When & Why Do Credit Card Rates Get Raised On Business Owners?

I can’t tell you how many times business owners (or ‘merchants’) ask this question, and they only ask because no one wants to explain it to them.

When

This can happen after being with a credit card processing company for 3mths, 6mths, 12mths, 24mths, or whenever they set up a review process.

Why

This article will explain the real business relationship of credit card acceptance to a business.
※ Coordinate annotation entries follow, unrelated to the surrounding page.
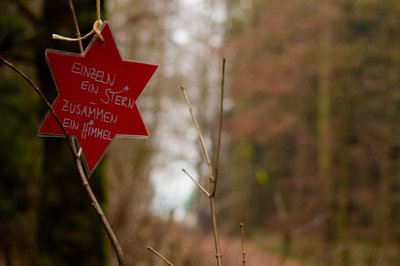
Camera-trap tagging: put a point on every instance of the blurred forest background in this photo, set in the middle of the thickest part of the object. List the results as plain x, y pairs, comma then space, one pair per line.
311, 143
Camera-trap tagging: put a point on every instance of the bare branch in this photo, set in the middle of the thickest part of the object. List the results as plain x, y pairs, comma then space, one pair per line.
76, 25
243, 249
221, 115
197, 183
159, 255
202, 143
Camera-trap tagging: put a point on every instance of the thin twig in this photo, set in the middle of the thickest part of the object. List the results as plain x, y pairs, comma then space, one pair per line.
202, 143
221, 115
212, 177
197, 183
243, 249
78, 161
76, 25
160, 256
41, 95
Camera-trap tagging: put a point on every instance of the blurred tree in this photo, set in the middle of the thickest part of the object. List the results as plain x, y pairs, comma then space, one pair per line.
316, 105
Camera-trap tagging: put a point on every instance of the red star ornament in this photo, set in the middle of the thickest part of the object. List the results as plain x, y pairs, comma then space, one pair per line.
97, 94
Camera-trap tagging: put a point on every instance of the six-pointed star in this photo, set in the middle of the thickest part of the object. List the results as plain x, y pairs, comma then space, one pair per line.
97, 96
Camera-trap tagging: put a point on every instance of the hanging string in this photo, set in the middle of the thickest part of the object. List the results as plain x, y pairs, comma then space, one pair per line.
95, 30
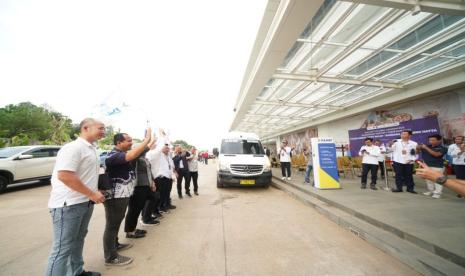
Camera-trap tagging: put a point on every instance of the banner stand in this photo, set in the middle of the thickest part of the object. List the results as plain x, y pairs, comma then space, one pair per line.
325, 172
386, 181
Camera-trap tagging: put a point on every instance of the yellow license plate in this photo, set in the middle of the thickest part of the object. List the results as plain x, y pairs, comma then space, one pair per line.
247, 181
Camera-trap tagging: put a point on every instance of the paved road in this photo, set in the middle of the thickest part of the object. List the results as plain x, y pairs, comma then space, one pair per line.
221, 232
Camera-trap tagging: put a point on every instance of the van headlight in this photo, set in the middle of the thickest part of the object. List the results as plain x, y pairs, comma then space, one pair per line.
267, 166
224, 166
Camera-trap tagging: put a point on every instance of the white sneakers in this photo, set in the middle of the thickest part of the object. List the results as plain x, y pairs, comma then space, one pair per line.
433, 195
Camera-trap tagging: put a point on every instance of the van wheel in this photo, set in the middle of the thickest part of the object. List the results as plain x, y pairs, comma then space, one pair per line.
3, 184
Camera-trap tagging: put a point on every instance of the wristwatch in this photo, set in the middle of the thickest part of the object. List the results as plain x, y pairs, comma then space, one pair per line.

  1. This can happen when the average sale amount OR the estimated monthly and annual estimated credit card volume that was put on the application have proven to be incorrect. Incorrect in that either the average sale indicated was too low, or that the estimated monthly and annual volume was too high. The rate given is always based on avg. sale amount and estimated volume.
    • Higher average sale amounts equals risk in the credit card processors’ thinking. I.E. when comparing a $50 transaction to a $500 one: stolen credit cards are not used to falsely purchase low ticket items/services, employee negligence, or fraud affects a larger sale amount greater than a small sale amount.
    • Lower volume equals less profit for the credit card processor, more expense, and shorter longevity of the account in the credit card processors’ thinking.
      A lower rate may have been given for a high volume amount stated. When that is proven untrue, then the account becomes a money losing account to the credit card processor.
      i.e. on application: $10,000/mth in credit cards v.s. actual upon review: $2000/mth.
    • Low volume accounts generally become the default accounts because of business failure from mismanagement, inadequate capitalization, etc., so long term profit cannot be realised (shorter longevity of the account) from this size of a business.
    • Also, low volume accounts are the hardest to please and the easiest to lose, which equals more risk, more expense, and shorter longevity of the accounts.
  2. This can happen when the business model is proven incorrect. I.E. the application says 10% orders by phone with no card present, then the result after a timely review suggests that the phone order percentage is 30%. Multiple this by the actual business volume and could be a huge problem.
  3. This can happen when there is an unusually high volume of chargebacks (even though a business owner pays for each charge back). A high percentage of chargebacks indicate a poorly maintained business with lots of unhappy customers, or a lot of fraud by owner or employees.
  4. This can happen when a credit card brand like Visa or MasterCard decides to raise their wholesale rates (called ‘buyrates’) across the board to all the credit card processors. There are ONLY SIX Credit Card Processors in Canada.  Merchant Accounts are usually sold through what is called ISO Channels, also called Independent Sales Organisations, or Point of Sale Companies, or Payment Solutions Companies. This happens about every quarter in the US Market and we will head in this direction here in Canada. It’s going to be like variable mortgage rates. The fluctuations have started this past April 2008, October 2008, and April 2009, etc.When this happens to Payment Solutions Companies, then everyone is forced to raise their rates, and unfortunately for business owners and consumers, some of the Payment Solutions Companies will often use this time to raise a little extra more for themselves, and blame it on their suppliers, Visa & MasterCard.
  5. Raising rates on business owners can also happen in an attempt by the Payment Solutions Companies to make the money losing part of their network become profitable, or they are streamlining operations, or creating cashflow for steady expansion, or beefing up margins to sell to a larger credit card processor.These companies will send a blanket letter to everyone in their network letting them know that rates will be increased by a certain date, knowing that a large percentage will either not read the letter or not bother with the hassle of shopping around and switching their payment system.